Mini-Discussion by Micha 15 minutes
Class Discussion 30 minutes
Hackathon 90 minutes
Present and Reflect 10 minutes
Project Questions 5 minutes
Total 150 minutes

Datasets

You should already have both of these datasets. Refer to Challenge Week 12 for Weather Data and the Yelp Hackathon.

Repository

Submit your answers here

Teams

Get into teams of 4 or 5 for this hackathon. You select your team. Do it ASAP so we can get started :)

Small Group Discussion

We are going to give you 15 minutes to discuss the following questions as a group. Don’t linger to long on a given question, reason through a simple answer and move on. We’ll discuss these as a group before starting the hackathon:

  • Data questions
    • How could the weather be affecting what you find in the yelp dataset? (Explain)
    • Could the yelp dataset have any affect on the weather dataset?
    • What insights would you be able to get from the yelp dataset? How could these be enhanced by connecting them to the weather dataset?
  • Methods Questions
    • What variables may contain useful cross-correlations between the two datasets?
    • What if you used the texts of the reviews instead of just the ratings? How could this change what you analyze?
  • Bias
    • What bias may exist in the datasets?
    • What if we told you only yelp reviews >3 were in the dataset?
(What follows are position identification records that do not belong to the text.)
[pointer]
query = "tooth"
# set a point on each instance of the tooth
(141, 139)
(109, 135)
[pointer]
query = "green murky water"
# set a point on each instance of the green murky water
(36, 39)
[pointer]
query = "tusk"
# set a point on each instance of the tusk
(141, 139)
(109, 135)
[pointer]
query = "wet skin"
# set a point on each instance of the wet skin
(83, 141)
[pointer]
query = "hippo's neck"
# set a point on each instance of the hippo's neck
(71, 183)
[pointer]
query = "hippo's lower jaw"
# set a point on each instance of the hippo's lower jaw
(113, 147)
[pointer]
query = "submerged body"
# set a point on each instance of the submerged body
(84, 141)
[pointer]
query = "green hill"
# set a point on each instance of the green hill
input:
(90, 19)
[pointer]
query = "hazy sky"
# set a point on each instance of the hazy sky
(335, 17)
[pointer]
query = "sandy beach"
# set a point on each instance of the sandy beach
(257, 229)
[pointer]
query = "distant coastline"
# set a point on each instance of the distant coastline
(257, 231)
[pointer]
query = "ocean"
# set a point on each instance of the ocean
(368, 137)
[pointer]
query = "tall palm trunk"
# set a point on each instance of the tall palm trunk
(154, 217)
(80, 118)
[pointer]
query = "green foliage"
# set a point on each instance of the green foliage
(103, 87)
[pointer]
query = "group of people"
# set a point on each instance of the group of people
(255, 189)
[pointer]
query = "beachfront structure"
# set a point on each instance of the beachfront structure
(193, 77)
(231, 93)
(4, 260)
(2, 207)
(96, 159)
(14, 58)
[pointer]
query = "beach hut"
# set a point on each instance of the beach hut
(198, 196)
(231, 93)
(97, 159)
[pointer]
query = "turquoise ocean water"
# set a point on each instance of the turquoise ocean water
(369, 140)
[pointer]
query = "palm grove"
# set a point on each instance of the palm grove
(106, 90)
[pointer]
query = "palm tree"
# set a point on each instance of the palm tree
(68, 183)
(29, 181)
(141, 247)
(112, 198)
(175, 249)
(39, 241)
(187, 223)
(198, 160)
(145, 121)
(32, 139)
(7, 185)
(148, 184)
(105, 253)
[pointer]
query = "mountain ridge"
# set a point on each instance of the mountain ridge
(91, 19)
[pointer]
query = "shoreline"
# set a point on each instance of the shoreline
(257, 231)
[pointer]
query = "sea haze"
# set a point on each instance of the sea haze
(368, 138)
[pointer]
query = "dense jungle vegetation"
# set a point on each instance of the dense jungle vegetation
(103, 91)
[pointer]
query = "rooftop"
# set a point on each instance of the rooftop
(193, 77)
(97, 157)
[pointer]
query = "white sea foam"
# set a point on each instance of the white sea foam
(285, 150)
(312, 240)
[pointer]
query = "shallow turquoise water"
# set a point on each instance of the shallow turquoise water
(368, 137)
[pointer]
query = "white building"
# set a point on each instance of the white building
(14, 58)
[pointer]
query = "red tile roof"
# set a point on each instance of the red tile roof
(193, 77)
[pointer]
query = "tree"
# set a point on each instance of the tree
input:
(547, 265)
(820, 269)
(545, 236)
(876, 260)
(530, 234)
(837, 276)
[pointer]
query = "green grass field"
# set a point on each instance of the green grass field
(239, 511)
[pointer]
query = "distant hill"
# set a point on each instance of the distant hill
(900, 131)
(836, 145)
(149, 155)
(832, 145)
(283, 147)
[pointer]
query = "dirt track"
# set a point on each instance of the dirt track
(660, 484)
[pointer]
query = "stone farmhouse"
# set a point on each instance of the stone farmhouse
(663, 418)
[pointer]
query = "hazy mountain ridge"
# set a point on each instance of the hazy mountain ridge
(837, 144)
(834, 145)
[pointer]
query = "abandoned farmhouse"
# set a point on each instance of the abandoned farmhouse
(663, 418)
How would this change what you could learn from it?
    • How would we workaround the kinds of biases listed in the above two questions?

Hackathon Objectives

  1. Try to analyze how weather might affect yelp reviews
  2. Consider visualizations for showing this relationship
  3. Try and tell a story with your findings
  4. Look for another relationship in this dataset

Objective 1: Analyze

Start by choosing a location to analyze, and choose 5 days that were rainy and 5 days that were sunny:

  • Pull the weather data for those days
  • Pull the Yelp reviews for those days
  • Is the average review on each data correlated to the precipitation?
  • Is it correlated to the temperature?
  • Hypothesize how you’d be able to make your conclusions stronger. Tell us about the potential biases and weaknesses given the current analysis.

Objective 2: Visualize

Think about how you’d visualize this relationship:

  • What visualizations would be helpful for showing this correlation?
  • Which would NOT be useful?

Objective 3: Tell a story

Take the analysis you did in Objective 1 and implement a visualization from Objective 2. Use these statistics and graphics to write up a small story that would convince a reader of what you’ve found. Imagine you’re being asked to do a (small) writeup for a newspaper or magazine.

Objective 4: Dig Deeper

With whatever time you have left, go through this workflow again, but seek out a different correlation that your group has found or wants to see if it exists. Start by telling us why you chose this correlation.

No need to submit everything for Objective 1 & 2. Do your analysis and skip straight to choosing a visualization and writing up a story.